The PCA analysis showed very different patterns from the AWCD analysis, as GRS1 was separated from all the other samples, and the groundwater samples (GW1 and GW2) grouped with the stream water samples GRS2 and GRS3, suggesting that AMD had most influence on the utilization of individual substrates (Fig. 5). This is supported by the relative levels of bacteria according to phylogenetic groups, since only GRS1 included 3 members of the α-Proteobacteria (33% of all the dominant species) (Table 3). The results presented in Fig. 2 also support the PCA findings.
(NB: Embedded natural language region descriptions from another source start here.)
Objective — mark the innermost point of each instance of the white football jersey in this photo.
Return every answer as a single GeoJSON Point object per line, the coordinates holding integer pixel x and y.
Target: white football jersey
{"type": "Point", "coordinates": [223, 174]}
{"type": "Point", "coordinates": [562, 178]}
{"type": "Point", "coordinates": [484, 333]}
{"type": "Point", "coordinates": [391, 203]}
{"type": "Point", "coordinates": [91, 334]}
On the other hand, there was no significant difference between the PCA values for days 8 and 11, indicating that the period of microbial growth did not affect the patterns of individual substrate utilization.

Conclusions

The effects of AMD, which is extremely detrimental to stream water, groundwater and soil, on the microbial activity and diversity in stream and groundwater near an abandoned copper mine were investigated. DGGE fingerprints of eubacterial community showed that water temperature, DO and sulfate concentrations and nitrate reduction activity among various parameters were key factors to characterize eubacterial community structure. The community level physiological activities were very sensitive to sulfate and heavy metal levels derived form AMD. In conclusion, this study indicates that AMD increased quantities of various dissolved components, changed bacterial community structure, and decreased microbial activity and diversity, but stimulated the occurrence of specific bacterial populations.